Era digital membawa perubahan besar dalam berbagai aspek kehidupan manusia, tak terkecuali kesehatan. Dewasa ini, masyarakat dapat mengakses layanan kesehatan tanpa perlu beranjak dari tempat mereka.
Menjamurnya startup kesehatan atau healthtech di Indonesia memungkinkan masyarakat untuk berkonsultasi dengan tenaga kesehatan tanpa perlu mengantri. Bagi masyarakat yang tinggal jauh dari fasilitas kesehatan, keberadaan healthtech membuat layanan kesehatan terasa dekat. Hal ini tentu mendorong terwujudnya pelayanan kesehatan yang lebih luas serta efisien.

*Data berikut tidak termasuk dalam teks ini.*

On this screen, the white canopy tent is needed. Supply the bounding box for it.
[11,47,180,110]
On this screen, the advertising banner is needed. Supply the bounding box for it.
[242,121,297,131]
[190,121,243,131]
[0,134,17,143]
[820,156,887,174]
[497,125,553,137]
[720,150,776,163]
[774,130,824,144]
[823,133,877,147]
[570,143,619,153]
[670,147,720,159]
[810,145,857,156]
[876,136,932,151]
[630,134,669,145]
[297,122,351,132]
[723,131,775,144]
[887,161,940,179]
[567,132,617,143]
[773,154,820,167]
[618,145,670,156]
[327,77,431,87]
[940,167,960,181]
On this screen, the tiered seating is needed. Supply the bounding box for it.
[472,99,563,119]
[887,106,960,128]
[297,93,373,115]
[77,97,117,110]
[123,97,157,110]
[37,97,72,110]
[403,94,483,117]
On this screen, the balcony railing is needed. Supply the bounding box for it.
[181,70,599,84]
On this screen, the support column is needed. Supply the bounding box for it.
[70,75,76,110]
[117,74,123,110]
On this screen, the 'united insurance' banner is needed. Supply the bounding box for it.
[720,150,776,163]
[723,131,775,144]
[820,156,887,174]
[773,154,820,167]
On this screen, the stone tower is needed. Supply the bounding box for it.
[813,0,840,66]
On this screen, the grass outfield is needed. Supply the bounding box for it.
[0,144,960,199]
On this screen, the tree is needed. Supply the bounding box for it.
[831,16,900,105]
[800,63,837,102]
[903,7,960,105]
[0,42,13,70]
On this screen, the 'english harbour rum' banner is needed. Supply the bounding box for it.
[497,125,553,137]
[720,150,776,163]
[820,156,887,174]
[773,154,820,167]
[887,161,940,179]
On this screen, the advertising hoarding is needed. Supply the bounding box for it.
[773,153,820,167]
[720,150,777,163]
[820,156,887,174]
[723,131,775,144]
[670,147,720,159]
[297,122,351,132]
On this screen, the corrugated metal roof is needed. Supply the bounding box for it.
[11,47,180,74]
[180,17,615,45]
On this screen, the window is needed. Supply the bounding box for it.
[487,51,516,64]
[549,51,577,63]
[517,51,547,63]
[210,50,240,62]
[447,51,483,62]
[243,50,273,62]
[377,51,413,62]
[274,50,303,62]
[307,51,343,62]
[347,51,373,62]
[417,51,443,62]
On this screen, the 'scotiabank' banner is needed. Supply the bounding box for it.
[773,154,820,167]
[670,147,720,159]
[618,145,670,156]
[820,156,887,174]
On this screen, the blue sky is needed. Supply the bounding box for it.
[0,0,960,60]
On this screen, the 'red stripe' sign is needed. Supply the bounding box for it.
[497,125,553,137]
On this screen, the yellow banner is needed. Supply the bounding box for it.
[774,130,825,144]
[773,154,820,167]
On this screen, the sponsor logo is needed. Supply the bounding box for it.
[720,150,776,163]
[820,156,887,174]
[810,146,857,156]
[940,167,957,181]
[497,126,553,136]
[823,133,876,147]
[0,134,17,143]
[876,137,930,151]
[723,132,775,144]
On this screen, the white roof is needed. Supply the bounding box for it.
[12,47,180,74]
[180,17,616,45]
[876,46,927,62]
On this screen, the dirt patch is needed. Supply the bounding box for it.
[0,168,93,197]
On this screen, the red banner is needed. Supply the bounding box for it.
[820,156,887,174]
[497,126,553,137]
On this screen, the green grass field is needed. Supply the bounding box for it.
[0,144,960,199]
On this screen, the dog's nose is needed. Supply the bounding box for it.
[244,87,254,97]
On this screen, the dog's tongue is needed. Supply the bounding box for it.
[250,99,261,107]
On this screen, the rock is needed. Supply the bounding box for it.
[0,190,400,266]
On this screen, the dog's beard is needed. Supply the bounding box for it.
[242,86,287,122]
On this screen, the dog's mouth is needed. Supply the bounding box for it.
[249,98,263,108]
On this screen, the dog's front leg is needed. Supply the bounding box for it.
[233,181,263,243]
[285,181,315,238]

Namun demikian, meskipun opsi healthtech semakin banyak tetap ada sebagian masyarakat yang belum mengetahui apalagi memanfaatkannya. Edukasi dan sosialisasi dinilai sebagai salah satu tantangan tersendiri yang memengaruhi kondisi ini.
Saat ini, setidaknya ada lima startup healthtech besar di Indonesia, yaitu HaloDoc, Alodokter, KlikDokter, Konsula, dan Dokter.id.
Layanan healthtech tak terbatas pada pemeriksaan dan konsultasi pasien, namun juga reservasi perawatan serta pengiriman obat-obatan ke rumah dengan pembayaran via online.
Selain itu, melalui healthtech masyarakat juga dapat memantau informasi terkait pelayanan di fasilitas kesehatan serta edukasi kesehatan lewat artikel-artikel yang dipublikasikan.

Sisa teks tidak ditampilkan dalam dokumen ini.